Jesus was driving on Willis Avenue Sunday night, when he was cut off by another car. At the stoplight on Roscoe Blvd., he exited his vehicle and approached the offending driver, intending to confront him. In response, five shots were fired through the window, and the car sped away. Jesus died in the street. His family watched the craziness unfold from inside their car.
A father of two, reduced to a sidewalk shrine of novena candles in 30 seconds.
No words were exchanged.
Rage, rooted in the French Latin: rabies.
We speak of rage as something we fall into, or are thrown into, like a pit. Perhaps it is somewhat different. Perhaps it is the moment the Holy Spirit leaves our body.
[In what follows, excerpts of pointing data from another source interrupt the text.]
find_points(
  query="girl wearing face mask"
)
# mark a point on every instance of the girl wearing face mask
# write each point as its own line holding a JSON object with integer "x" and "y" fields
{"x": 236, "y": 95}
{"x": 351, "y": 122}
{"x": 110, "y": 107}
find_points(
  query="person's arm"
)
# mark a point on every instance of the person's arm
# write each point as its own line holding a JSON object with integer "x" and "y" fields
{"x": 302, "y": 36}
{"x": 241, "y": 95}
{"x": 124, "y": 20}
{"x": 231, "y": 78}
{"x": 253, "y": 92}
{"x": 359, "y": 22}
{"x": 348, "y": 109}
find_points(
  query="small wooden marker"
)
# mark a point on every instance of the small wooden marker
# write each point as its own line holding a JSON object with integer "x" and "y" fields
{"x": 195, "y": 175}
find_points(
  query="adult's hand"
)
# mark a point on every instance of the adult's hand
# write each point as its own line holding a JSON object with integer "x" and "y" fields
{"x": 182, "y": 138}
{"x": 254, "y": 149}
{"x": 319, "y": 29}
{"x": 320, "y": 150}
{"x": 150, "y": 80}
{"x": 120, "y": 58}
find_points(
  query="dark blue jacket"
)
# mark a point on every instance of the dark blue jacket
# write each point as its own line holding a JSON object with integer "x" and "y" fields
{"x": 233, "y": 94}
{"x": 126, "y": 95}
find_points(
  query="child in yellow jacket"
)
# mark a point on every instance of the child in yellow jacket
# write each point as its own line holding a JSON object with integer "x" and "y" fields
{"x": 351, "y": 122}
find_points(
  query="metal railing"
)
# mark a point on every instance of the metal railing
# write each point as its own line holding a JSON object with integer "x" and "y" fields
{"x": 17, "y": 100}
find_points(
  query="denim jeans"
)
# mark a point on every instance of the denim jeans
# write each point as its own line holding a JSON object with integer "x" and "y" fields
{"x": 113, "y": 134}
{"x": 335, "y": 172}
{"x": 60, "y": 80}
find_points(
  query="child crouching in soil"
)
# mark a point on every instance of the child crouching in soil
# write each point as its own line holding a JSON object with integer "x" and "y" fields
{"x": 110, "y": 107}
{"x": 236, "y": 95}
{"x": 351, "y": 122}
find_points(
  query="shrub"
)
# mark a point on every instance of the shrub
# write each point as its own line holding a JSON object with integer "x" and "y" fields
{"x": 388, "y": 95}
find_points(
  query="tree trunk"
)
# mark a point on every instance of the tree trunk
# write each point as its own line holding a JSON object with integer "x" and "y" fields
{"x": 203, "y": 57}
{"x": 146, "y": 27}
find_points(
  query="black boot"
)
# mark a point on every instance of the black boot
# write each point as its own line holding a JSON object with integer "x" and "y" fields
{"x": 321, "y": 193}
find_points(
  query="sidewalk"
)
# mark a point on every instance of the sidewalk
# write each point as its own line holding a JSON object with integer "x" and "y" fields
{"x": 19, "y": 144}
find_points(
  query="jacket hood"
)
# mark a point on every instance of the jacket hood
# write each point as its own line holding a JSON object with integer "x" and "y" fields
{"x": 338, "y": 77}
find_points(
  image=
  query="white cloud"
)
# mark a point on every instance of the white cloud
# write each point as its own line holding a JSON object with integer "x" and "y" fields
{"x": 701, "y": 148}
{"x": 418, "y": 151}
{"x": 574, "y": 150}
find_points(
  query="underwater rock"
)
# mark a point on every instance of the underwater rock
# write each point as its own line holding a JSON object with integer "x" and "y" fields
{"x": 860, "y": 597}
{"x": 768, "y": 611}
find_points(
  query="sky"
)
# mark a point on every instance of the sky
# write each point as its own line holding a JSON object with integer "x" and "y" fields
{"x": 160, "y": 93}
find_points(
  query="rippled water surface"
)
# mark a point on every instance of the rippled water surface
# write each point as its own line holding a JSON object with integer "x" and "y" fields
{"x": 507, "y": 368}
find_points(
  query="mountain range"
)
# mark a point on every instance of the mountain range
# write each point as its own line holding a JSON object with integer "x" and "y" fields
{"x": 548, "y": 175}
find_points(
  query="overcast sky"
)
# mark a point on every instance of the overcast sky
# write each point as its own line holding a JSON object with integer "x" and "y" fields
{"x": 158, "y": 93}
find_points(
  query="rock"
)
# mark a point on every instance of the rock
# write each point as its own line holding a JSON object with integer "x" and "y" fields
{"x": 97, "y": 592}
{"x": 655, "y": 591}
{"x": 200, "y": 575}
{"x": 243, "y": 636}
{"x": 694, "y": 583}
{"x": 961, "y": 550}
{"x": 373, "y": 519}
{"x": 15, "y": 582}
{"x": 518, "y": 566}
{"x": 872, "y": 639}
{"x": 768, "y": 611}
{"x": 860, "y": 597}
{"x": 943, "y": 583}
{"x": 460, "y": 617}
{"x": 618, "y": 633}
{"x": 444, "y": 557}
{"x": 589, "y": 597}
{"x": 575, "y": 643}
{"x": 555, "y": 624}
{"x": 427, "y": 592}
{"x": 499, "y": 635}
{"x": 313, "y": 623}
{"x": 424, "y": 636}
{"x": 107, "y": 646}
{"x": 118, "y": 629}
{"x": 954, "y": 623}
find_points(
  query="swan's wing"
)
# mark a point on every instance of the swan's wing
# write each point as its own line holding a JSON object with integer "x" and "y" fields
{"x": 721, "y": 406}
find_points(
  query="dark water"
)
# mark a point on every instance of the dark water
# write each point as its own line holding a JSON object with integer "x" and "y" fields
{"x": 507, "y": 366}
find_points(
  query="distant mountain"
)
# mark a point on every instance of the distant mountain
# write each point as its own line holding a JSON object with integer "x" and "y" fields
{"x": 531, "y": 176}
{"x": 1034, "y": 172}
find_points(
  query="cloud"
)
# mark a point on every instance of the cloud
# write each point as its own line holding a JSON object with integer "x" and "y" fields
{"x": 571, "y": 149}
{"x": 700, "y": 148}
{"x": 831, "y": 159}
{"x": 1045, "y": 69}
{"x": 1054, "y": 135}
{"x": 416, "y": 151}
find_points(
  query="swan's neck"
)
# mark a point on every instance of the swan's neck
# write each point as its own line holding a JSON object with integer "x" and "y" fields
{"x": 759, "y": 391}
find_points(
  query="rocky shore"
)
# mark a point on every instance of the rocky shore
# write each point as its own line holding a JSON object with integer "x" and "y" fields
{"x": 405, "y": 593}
A wrinkle not only in time but an interruption in the flow of consciousness. On any given day we might be triggered in some way, expend our rage in a Reichian moment, then come back to ourselves. But on this day Jesus Alejandro Benitez Jaimez encountered someone more rage-filled and intemperate than himself, putting his soul at hazard. He threw caution into the void and from the void the Devil extracted his due.
There are those who disagree with a spiritual interpretation. Rage is purely chemical, they feel. A chain reaction out of the hypothalamus. As random as weather.
Imagine a blue fin tuna swimming off the coast of Japan, ending up on a sushi plate. Why that particular fish, out of all the fish in the world? How did it wind up in that particular net, hoisted into a certain boat, sold at auction X, to distributor Y, and put on a pallet to Long Beach, and not to Singapore? Was it destined for my belly, and no other?
We may feel, and indeed be, very small on a planetary scale. But we retain moral agency over the forces of light and darkness within us. When a garden variety traffic annoyance triggers a fight-or-flight response, something else is going on. I submit the Spirit has been abandoned.